Tuesday, June 29, 2010

The Man from Laramie

1955 Western

Rating: 15/20

Plot: A guy who rolls up the cuffs of his jeans brings a load of supplies from Laramie to Coronado, a dinky town controlled by a rancher named Waggoner. Secretly, he wants to get to the bottom of who's selling rifles to the Apaches. He has a run-in with the mischievous Waggoner son, resulting in his wagons being burned and his mules being shot. He decides to stick around anyway and gets on everybody's nerves.

It's still hard for me to see Jimmy Stewart as a tough guy, but there's a terrific long shot of a very pissed-off Jimmy walking toward a guy who wronged him who apparently is also the cameraman. It made a believer out of me. The fisticuffs that follow, wrastlin' amidst a herd of cattle on the dusty streets, have a grit that lends a realism to the proceedings, as do a few gun fights that come later.
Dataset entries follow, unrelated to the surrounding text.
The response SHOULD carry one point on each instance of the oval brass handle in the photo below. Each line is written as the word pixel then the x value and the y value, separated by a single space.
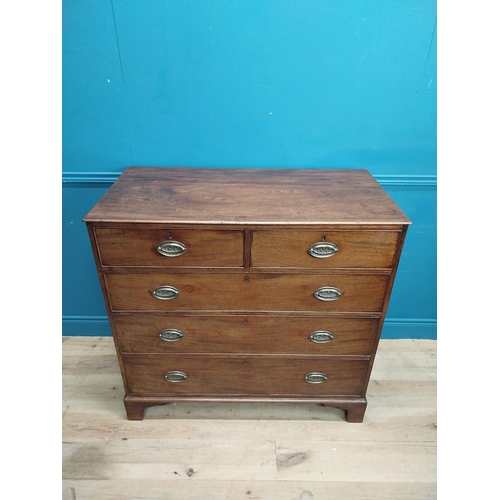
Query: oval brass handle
pixel 170 335
pixel 171 248
pixel 328 293
pixel 323 249
pixel 321 337
pixel 315 378
pixel 165 292
pixel 175 376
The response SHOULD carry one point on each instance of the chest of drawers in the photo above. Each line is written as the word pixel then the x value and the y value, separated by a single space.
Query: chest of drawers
pixel 246 285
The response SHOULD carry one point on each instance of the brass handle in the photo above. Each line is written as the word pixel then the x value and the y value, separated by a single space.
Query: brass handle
pixel 165 292
pixel 328 293
pixel 175 376
pixel 315 378
pixel 323 249
pixel 170 335
pixel 321 337
pixel 171 248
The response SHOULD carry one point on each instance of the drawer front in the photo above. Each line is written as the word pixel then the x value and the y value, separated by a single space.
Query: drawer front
pixel 138 246
pixel 243 375
pixel 152 333
pixel 328 249
pixel 258 292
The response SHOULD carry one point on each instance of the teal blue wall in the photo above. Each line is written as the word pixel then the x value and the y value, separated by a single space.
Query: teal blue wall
pixel 257 83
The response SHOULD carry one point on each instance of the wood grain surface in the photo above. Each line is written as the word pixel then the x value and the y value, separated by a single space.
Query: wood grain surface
pixel 237 451
pixel 243 292
pixel 244 334
pixel 236 196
We catch the stock characters in medias res, but as the story unfolds, there's a depth to them that I really like. That story's a little uneven at times, and there's a ludicrous explosion along the way. Parts of certain conflicts seemed unresolved or, when I did squeeze pieces together, didn't really fit right. Sort of like Jimmy Stewart's pants. There had to be easier ways for some of these characters to get what they wanted in the movie. Regardless, this is beautifully shot and well-acted Western that shows off the great American West in a story that, although it wasn't, seems like it was pinched from the samurai.